What is an angiosperm? Part 1: The difference between cladistic and phylogenetic classification

The “age of angiosperms” is still a matter of debate. But little discussion revolves around a more fundamental question. What is an angiosperm? The answer is trivial, from a modern-day perspective. A flowering plant. But when it comes to dated trees and phylogenetics, we clash with semantics and non-congruent philosophical frameworks. Because then it's not necessarily about producing a flower, but pure concepts.
In the last post, I provided some critical comments of a ‘review’ paper published by foremost palaeobotanists (Herendeen et al. 2017) in Nature Plants (a closed-access online journal by Springer Nature with obviously relaxed peer review), which triggered a fiery ‘reply’ by Wang (2017) published in a pseudo-scientific, non-reviewed open-access journal (Natural Science by SCIRP) that he edits. Herendeen et al. preferred a cladistic node-based definition of the flowering plants: any descendant of the ‘most recent common ancestor’ (MRCA) of all living angiosperms is an angiosperm (they later refine it to a poly-phyletic definition by excluding all descendants of this MRCA that cannot be assigned to any of the modern lineages). Wang, on the other hand, seemed to follow a cladistic branch-based definition: all members of the clade including the modern-day angiosperms are angiosperms. The strange thing here is that all authors are palaeobotanists with little idea or love for molecular-dating approaches, but still use the conceptual framework of molecular dating and phylogenetics. The alternative would have been to use a phylogenetic classification following Hennig's concept of monophyla, groups of inclusive common origin, linked to synapomorphies: uniquely shared, derived traits.

Phylogenetic and cladistic classifications

It is important to realise that one should distinguish between Hennig and cladistics (see also Felsenstein 2001, 2004; and this post on clades, cladograms, cladistics and networks). Hence, a short recapitulation and explanation.
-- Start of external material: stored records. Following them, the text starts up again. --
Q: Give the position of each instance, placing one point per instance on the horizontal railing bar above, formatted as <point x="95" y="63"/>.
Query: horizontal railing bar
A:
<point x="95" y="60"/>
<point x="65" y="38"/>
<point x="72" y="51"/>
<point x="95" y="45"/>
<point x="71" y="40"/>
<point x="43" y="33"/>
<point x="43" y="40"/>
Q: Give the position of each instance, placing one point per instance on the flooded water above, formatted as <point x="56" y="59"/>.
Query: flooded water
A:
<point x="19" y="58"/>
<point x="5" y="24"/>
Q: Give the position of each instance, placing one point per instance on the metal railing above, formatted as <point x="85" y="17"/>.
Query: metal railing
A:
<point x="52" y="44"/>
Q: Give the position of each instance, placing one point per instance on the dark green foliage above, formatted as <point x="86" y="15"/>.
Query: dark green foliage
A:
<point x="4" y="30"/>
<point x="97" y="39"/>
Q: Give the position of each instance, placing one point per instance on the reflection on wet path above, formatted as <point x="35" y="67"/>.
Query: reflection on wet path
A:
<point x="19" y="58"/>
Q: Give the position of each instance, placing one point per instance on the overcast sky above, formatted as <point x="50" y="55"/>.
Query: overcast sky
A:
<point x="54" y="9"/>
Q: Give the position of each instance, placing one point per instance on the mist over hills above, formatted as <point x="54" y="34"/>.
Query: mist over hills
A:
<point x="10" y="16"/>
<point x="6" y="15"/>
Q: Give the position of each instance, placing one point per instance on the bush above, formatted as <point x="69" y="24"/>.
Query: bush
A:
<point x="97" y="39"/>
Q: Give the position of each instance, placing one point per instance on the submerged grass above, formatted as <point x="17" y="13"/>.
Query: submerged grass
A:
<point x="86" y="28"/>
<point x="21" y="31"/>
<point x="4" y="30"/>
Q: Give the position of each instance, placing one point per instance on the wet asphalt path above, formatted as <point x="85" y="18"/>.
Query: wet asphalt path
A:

Phylogenetic classification was formalised by Hennig (1950). Nearly a century earlier Haeckel (1866) coined the term monophyletisch (monophyletic) for a group of organisms sharing a common origin in opposite to polyphyletisch (polyphyletic): un-natural, artificial groups not sharing a common origin (until into the 20^th century, many classifications were simply based on form and ignored the evolutionary idea that one organism evolves from another; like not a few modern-day phylogenetic studies). In principle, phylogenetic classification is a natural consequence of accepting evolution, the idea that goes back to Darwin and Wallace. We only want to classify groups that are part of the same evolutionary lineage.
Whereas Haeckel and the first phylogenetic classifications (e.g. Pojárkova 1933 for Acer, maples; Schwarz 1936 for Quercus, oaks) where quite flexible (and bit nebulous) on how to define and recognise a common origin, Hennig put up a rule set and added a new category: paraphyletisch (paraphyletic).
Hennig (1950, 1982; — & Schlee 1978) differentiated between

monophyla in a strict sense, groups of an inclusive common origin – all descendants of the common ancestor – ideally defined by uniquely shared, derived traits (synapomorphomies); the only valid basis for defining a taxon;
paraphyla, groups of an exclusive common origin – some but not all descendants of the common ancestor – that may share primitive traits retained from their common ancestor, so-called ‘symplesiomorphies’;
polyphyla, artificial groups with multiple origins.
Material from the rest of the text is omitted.